Data Platform/Data Lake/Data Issues/2025-04-11 Mediawiki History duplicate revisions and excess reverts
2025-04-11 Mediawiki History duplicate revisions and excess reverts
Status | Closed | |
Severity | High | |
Business data steward | ||
Technical data steward | Andreas Hoelzl | |
Incident coordinator | Andreas Hoelzl | |
Incident response team | Data Engineering, Neil Shah-Quinn | |
Data detected | 2025-04-11 | |
Date resolved | 2025-04-28 | |
Start of issue | 2023-04-02 | |
Phabricator ticket | T391708 |
Summary
Key investigation findings
The 2025-03 snapshot of mediawiki_history has 256 M duplicate revision-create events, whereas the previous snapshot had none (uniqueness criteria).
- These duplicates are 3.3% of total revision-create events (5.1% when counting the first instance of a duplicated row).
- The affected revisions often have more than one duplicate.
- Other event types are not affected (there are duplicates of these event types, but the numbers are consistent with the previous snapshot).
- There does not seem to be any duplication in the sqooped tables in wmf_raw, so the issue seems to have happened during the generation of mediawiki_history itself.
- Some groups of duplicates have inconsistent values for event_user_revision_count, revision_is_identity_revert, and revision_is_identity_reverted.

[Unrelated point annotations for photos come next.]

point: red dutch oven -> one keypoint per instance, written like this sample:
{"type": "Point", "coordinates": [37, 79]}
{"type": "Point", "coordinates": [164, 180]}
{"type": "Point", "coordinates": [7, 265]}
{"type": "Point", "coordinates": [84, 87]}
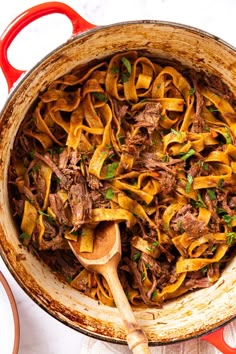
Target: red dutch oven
{"type": "Point", "coordinates": [198, 314]}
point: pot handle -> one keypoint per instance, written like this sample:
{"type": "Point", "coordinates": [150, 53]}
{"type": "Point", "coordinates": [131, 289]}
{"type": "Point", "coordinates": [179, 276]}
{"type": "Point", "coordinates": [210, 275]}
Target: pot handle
{"type": "Point", "coordinates": [78, 23]}
{"type": "Point", "coordinates": [217, 339]}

Additionally, the share of revisions with revision_is_identity_revert is abnormally high in the 2025-03 snapshot. It is by far highest among duplicated revisions, but even among non-duplicated revisions is almost 3 times higher than in the previous snapshot. So, confusingly, it seems to separate from but still influenced by the revision duplication.
Root cause
The mediawiki history pipeline was executed twice for the 2025-03 snapshot run:
- 2025-04-01 … took 9.6 hrs, failed
- 2025-04-02 … took 18.6 hrs, succeeded … (typical runtime so far was 7.5 hours)

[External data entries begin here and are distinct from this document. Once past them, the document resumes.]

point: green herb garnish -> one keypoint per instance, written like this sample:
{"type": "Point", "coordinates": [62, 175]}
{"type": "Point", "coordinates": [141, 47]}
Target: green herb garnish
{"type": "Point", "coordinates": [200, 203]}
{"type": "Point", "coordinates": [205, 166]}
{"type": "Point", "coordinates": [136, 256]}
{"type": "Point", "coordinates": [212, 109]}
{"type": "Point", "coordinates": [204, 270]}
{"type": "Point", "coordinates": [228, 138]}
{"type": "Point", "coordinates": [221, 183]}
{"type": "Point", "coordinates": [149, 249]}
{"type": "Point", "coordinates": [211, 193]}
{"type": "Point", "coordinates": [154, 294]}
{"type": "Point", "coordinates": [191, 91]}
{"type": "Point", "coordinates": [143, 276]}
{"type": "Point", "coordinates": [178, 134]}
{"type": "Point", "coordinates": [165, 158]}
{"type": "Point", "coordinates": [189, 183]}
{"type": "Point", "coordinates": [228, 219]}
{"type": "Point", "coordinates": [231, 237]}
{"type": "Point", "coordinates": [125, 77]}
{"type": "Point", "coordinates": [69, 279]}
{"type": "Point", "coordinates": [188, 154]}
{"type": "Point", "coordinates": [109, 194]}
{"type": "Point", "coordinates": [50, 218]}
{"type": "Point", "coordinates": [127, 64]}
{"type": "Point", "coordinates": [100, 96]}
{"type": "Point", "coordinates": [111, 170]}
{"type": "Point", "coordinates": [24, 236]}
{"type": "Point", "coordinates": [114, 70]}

Investigations of the Spark history servers showed a high number of failed tasks and re-try attempts.
Re-tries of Spark tasks depending on the shuffle stage are not deterministic leading to unpredictable data corruptions.
None of the data analysis results pointed in a conclusive source data direction or failure pattern and an attempted re-run without any parameter change resulted in yet different failure results.
All other potential impacts of recent data platform changes (enabling of Spark data lineage, Airflow migration to k8s, temp accounts) could successively be ruled out as causes.
We hence conclude that the pipeline was impacted by cluster resource constraints.
Interestingly we couldn’t find any significantly high cluster load (CPU, HDFS) during that time caused by other processes. We suspect that the pipeline has breached a critical data size threshold where previously defined runtime parameters are no longer valid.
Re-running the pipeline on fewer execution cores yielded successful results.
Affected datasets and services
- Primarily impacted
- mediawiki_history
- druid.edits_hourly
- wmf.edit_hourly
- stats.wikimedia.org
- Indirectly impacted
- trust and safety’s data pipelines need to be rerun. Similar dashboards that rely on mediawiki_history will be affected as well.
- See also https://codesearch.wmcloud.org/search/?q=requires_wmf_mediawiki_history&files=&excludeFiles=&repos=
Resolution
Re-run on 4/24 with executor_cores=2 yielded good results with duplicates back to nominal values.